Journal articleElliott JB, Lowe MJS, Huthwaite P, et al., 2019,
Sizing subwavelength defects with ultrasonic imagery: an assessment of super-resolution imaging on simulated rough defects, IEEE Transactions on Ultrasonics, Ferroelectrics and Frequency Control, Vol: 66, Pages: 1634-1648, ISSN: 0885-3010
There is a constant drive within the nuclear power industry to improve upon the characterization capabilities of current ultrasonic inspection techniques in order to improve safety and reduce costs. Particular emphasis has been placed on the ability to characterize very small defects which could result in extended component lifespan and help reduce the frequency of in-service inspections. Super-resolution (SR) algorithms, also known as sampling methods, have been shown to demonstrate the capability to resolve scatterers separated by less than the diffraction limit when deployed in representative inspections and therefore could be used to tackle this issue.
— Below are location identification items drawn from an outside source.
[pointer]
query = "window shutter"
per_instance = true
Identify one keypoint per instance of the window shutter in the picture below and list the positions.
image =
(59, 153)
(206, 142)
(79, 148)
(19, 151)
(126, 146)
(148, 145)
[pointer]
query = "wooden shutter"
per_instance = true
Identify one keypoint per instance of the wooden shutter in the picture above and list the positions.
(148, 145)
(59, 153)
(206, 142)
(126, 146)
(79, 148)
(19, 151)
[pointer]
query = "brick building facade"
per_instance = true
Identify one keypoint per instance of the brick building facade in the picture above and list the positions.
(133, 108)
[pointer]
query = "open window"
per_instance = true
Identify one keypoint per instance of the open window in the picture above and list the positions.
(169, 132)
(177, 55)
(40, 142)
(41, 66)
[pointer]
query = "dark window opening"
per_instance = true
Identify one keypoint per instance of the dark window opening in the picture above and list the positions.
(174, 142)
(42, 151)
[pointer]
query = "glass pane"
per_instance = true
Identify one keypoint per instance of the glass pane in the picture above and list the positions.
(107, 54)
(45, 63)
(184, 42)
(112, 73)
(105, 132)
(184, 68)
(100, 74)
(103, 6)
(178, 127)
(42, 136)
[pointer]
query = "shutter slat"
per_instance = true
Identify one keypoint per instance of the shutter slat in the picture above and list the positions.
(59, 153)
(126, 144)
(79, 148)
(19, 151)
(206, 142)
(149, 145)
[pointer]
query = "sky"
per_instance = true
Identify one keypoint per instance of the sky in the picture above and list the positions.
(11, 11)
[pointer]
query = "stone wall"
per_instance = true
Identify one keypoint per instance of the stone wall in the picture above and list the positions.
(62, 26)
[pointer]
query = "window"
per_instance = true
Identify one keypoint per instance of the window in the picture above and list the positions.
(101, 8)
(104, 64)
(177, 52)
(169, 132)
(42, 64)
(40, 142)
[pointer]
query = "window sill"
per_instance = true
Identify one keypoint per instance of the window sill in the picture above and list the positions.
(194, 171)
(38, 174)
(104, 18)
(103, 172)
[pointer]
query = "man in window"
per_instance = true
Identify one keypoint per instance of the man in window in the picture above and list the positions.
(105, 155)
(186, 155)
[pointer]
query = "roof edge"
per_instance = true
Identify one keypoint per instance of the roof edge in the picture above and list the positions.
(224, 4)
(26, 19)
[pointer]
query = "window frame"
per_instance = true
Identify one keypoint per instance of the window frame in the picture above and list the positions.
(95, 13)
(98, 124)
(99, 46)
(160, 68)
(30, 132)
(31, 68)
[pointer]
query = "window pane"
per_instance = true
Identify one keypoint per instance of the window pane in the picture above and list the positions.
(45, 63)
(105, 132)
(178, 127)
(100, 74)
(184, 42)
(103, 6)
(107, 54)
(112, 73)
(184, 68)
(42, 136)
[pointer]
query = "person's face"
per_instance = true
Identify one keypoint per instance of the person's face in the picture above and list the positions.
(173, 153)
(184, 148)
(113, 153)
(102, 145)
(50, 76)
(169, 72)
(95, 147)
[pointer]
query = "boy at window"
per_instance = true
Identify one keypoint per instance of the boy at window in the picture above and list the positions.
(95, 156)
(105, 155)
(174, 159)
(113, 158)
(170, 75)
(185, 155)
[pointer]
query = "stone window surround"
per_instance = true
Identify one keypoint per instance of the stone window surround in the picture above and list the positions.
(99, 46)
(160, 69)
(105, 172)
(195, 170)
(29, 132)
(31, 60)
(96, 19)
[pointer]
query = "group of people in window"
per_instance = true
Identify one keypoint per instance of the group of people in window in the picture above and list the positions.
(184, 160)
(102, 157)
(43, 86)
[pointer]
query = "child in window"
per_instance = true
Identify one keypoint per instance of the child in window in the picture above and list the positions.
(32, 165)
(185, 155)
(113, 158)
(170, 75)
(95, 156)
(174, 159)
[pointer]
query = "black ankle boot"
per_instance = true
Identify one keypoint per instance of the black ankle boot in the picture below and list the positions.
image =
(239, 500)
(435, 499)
In this paper, the factorization method (FM) and the Time Reversal Multiple-Signal-Classification (TR-MUSIC) algorithms are applied to the simulated ultrasonic array inspection of small rough embedded planar defects to establish their characterization capabilities. Their performance was compared to the conventional total focusing method (TFM). A full 2-D finite-element (FE) Monte Carlo modeling study was conducted for defects with a range of sizes, orientations, and magnitude of surface roughness. The results presented show that for subwavelength defects, both the FM and TR-MUSIC algorithms were able to size and estimate defect orientation accurately for smooth cases and, for rough defects, up to a roughness of 100 μm. This level of roughness is representative of the thermal fatigue defects encountered in the nuclear power sector. This contrasted with the relatively poor performance of TFM in these cases which consistently oversized these defects and could not be used to estimate the defect orientation, making through-wall sizing with this method impossible.